Шрифт:
Интервал:
Закладка:
И правда, хан воспринял известие о смерти Али довольно спокойно. Когда Чернобай сказал, что пленный казак – его бывший слуга – знает тайный ход в Сечь, он обрадовался, сочтя это и удачей, и счастливым предзнаменованием. Тут же было решено изменить прежний план нападения. Вместо штурма крепости хан предложил потихоньку войти в нее янычарам и спахиям, которые внезапным ударом уничтожат всех запорожцев. Орде поручалось окружить крепость так, чтобы и мышь из нее не проскочила.
Мурас-паша согласился с ханом, и войско в полной тишине тронулось дальше.
К полуночи Хорь провел нападающих через замерзший Днепр и быстро разыскал в стене замаскированную калитку.
Мурас-паша собрал начальников.
– Первым войдет в крепость Сафар-бей со своими воинами, – распорядился он. – Если казаки не обнаружат нас раньше времени, боя не начинать – пусть сначала войдут внутрь все отряды. Я сам подам знак для атаки… Айда! Смерть гяурам! Пусть славится имя пророка!

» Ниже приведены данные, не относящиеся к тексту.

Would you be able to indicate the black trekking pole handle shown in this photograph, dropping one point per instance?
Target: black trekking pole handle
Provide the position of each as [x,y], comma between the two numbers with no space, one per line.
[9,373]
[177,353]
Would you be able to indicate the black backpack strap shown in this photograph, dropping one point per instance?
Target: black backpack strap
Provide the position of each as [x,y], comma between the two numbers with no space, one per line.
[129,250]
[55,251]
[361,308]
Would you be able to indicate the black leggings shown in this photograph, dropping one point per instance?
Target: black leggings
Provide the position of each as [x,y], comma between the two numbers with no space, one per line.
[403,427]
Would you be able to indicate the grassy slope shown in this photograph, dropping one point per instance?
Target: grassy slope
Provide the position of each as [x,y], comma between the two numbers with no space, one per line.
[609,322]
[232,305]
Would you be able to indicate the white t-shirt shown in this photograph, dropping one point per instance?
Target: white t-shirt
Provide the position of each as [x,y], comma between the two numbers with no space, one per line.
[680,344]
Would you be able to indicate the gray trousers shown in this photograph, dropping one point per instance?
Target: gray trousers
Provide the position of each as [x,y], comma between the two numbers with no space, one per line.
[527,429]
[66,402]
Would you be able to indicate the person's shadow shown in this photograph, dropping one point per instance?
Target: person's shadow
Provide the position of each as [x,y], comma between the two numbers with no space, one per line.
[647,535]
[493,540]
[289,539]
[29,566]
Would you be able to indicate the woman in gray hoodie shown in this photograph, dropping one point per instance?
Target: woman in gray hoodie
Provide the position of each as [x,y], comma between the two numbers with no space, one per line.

Хорь и Чернобай первыми прошмыгнули через калитку в Сечь. Убедившись, что куда ни глянь – нигде ни души, казаки спят по куреням, подали знак. Сафар-бей начал пропускать своих людей.
Лезли по одному, придерживая оружие, чтоб не звякнуло.
– Быстрей! Быстрей! – подгонял Сафар-бей.
К нему подошел Гамид. Толстый, закутанный в теплую бекешу и островерхий башлык, он походил больше на купца, чем на воина. В поход его послали потому, что он уже бывал в Сечи, а это могло оказаться полезным для нападающих. С ним был небольшой, но хорошо вымуштрованный отряд спахиев.
Вид у Гамида был встревоженный. Его одутловатое темное лицо при лунном свете отливало старой бронзой, в движениях чувствовались торопливость, неуверенность. Возможно, ему нелегко говорить с Сафар-беем, который, несмотря на все старания спахии, решительно не желал сделать ни шага к примирению. Не исключено, что Гамид и впрямь испугался. Как-никак приходилось лезть в самое пекло, к самому Урус-Шайтану! Вопреки надеждам хана и гениш-ачераса на легкую победу, рядовые чорбаджии и аскеры в глубине души очень сомневались в безопасности этой затеи – разбить и уничтожить запорожцев в самой Сечи, где казаки чувствуют себя как рыба в воде. Правда, все складывается так, что запорожцам не помогут и родные стены. Но все же при одной мысли, что очутишься в самом логове этих хорошо известных сорвиголов, отчаянных забияк и, надо отдать должное, прославленных и храбрых рыцарей, поразил бы их Аллах, всем становилось жутко. Поэтому и Гамид чувствовал себя прескверно.
– Сафар-бей, свет очей моих, забудем взаимные обиды, – произнес он тихо, чтобы услышал только бюлюк-паша. – Не до этого теперь!.. Не нравится мне эта западня, в которую нас загоняют хан и гениш-ачерас. Не верю я тем двоим гяурам…
– Мне они тоже не внушают доверия, но им верят те, кто поставлен над нами. Мы ничего не можем поделать!
– Надо быть настороже и, в случае чего, выручать друг друга.
– Не бойся, ага, все будет хорошо. У нас пятнадцать тысяч. А казаков всего пятьсот-шестьсот человек. К тому же, как сообщили лазутчики, они пьяны… Мы перережем их быстро! К рассвету все будет закончено! Да поможет нам Аллах! – сухо ответил Сафар-бей.
Гамид понял, что и теперь примирение не состоялось. И ему стало досадно, ибо он верил в счастливую звезду Сафар-бея, в то, что молодой и решительный ага достигнет высокого положения в империи и сможет во многом быть ему полезным.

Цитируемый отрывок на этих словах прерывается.